Storie di diritti negati, ma anche di voglia di rimboccarsi le maniche aiutare. Le donne sono diventate figure di riferimento nelle loro comunità. “Mi sento impegnata ad aiutare le persone sfollate”, afferma con determinazione Samira, che ha perso casa e figli e oggi gestisce il campo per gli sfollati di Al-Istiqama.
“Alcune donne si inducono il parto per paura di perdere il figlio durante la fuga”
Risale ai mesi scorsi la denuncia di Save The Children sulle condizioni delle partorienti a Gaza. “Alcune donne hanno fatto scelte drastiche come l’autoinduzione del travaglio con l’uso di farmaci per paura di perdere il bambino in caso di fuga”, ha raccontato Sharifa Khan, ostetrica dell’Unità sanitaria di emergenza di Save The Children.

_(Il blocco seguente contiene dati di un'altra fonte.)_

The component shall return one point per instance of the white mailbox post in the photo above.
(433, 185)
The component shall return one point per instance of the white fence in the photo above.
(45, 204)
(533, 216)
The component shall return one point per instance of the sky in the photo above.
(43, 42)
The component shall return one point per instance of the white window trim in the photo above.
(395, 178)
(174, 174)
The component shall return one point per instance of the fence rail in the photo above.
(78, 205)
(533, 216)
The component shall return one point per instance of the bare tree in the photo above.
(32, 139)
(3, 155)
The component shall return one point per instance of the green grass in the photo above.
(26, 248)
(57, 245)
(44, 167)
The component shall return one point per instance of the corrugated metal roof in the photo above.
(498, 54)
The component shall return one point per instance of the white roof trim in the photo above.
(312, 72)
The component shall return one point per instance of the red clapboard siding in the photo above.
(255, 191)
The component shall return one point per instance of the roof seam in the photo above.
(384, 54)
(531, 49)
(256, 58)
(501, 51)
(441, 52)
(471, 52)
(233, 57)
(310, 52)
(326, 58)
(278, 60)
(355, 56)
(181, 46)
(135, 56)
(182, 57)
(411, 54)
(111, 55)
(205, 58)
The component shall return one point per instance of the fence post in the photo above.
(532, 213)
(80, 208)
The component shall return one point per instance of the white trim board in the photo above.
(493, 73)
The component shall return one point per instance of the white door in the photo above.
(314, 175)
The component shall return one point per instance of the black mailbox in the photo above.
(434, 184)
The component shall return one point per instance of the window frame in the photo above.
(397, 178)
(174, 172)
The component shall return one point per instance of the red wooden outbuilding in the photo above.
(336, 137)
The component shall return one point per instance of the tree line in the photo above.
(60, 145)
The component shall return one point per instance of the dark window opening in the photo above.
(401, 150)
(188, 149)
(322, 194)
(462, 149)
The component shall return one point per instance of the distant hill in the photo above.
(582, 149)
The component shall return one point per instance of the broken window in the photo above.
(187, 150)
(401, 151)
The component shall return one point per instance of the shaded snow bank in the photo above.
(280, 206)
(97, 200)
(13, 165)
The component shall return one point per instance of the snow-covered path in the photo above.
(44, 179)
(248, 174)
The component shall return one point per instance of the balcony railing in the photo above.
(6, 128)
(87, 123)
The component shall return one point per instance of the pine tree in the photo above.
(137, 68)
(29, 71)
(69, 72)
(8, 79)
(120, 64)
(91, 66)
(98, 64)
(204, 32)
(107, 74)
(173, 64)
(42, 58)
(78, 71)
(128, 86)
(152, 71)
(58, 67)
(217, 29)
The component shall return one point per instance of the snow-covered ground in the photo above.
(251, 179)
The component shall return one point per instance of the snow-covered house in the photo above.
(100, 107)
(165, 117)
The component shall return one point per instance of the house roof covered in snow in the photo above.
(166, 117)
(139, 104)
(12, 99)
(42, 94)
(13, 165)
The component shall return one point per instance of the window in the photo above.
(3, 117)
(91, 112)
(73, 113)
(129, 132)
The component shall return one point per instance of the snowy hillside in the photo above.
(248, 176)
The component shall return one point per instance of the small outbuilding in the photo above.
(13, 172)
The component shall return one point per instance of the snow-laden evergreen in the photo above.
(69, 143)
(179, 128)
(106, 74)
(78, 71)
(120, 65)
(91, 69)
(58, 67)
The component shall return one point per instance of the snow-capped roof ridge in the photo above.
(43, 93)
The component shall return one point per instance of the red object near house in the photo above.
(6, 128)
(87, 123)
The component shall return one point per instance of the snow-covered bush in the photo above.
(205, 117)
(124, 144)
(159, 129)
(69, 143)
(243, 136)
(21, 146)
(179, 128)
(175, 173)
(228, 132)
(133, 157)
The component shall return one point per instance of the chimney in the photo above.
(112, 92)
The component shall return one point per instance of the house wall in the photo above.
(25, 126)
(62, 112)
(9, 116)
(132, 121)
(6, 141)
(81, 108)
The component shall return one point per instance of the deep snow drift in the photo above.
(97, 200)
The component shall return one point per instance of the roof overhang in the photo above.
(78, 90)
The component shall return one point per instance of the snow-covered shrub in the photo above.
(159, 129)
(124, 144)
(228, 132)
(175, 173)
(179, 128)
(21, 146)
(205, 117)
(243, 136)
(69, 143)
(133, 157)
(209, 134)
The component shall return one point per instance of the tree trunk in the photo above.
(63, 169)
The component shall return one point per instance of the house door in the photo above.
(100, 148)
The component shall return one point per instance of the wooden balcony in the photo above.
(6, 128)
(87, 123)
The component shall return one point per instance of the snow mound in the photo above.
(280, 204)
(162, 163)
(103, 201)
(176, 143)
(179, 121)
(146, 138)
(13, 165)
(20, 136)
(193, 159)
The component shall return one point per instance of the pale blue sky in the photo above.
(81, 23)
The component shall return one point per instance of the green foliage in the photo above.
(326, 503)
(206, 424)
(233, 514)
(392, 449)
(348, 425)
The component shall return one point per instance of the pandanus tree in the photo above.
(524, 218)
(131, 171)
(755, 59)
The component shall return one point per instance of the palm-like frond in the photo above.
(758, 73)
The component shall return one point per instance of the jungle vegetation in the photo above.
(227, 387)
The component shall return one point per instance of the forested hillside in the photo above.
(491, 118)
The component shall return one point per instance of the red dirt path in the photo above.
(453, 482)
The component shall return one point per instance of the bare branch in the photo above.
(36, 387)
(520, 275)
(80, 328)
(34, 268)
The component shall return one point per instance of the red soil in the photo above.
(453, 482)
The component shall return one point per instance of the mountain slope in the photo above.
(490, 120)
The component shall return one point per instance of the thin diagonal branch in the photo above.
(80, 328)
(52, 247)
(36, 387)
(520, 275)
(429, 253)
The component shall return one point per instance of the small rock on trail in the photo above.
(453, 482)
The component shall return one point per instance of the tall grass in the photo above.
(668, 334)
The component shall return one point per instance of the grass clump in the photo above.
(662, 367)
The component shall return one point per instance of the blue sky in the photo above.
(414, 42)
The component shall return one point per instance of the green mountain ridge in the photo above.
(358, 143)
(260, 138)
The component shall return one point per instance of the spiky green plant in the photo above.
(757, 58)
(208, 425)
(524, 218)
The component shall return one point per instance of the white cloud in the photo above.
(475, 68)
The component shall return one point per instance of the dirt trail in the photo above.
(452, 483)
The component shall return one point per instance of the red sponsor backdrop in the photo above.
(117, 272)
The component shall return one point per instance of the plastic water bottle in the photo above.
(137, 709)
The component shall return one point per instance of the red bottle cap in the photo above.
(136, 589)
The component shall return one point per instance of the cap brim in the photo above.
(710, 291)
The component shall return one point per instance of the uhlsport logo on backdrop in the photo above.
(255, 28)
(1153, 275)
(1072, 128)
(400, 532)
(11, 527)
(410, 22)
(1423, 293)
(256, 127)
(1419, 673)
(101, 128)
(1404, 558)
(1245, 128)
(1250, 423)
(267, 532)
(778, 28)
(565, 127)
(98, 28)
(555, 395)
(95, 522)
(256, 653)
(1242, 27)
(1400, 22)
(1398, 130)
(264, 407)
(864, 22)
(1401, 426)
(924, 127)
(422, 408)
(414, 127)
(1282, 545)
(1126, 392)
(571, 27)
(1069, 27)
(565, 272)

“Le donne e le ragazze in Palestina stanno dimostrando una resilienza straordinaria e stanno emergendo come leader nelle loro comunità”, spiega Riham Jafari di ActionAid. “È tempo che le parti locali e internazionali riconoscano il loro contributo, aumentando i finanziamenti alle organizzazioni da loro guidate, garantendo alle donne un posto ai tavoli decisionali sulla Palestina e sul suo futuro”.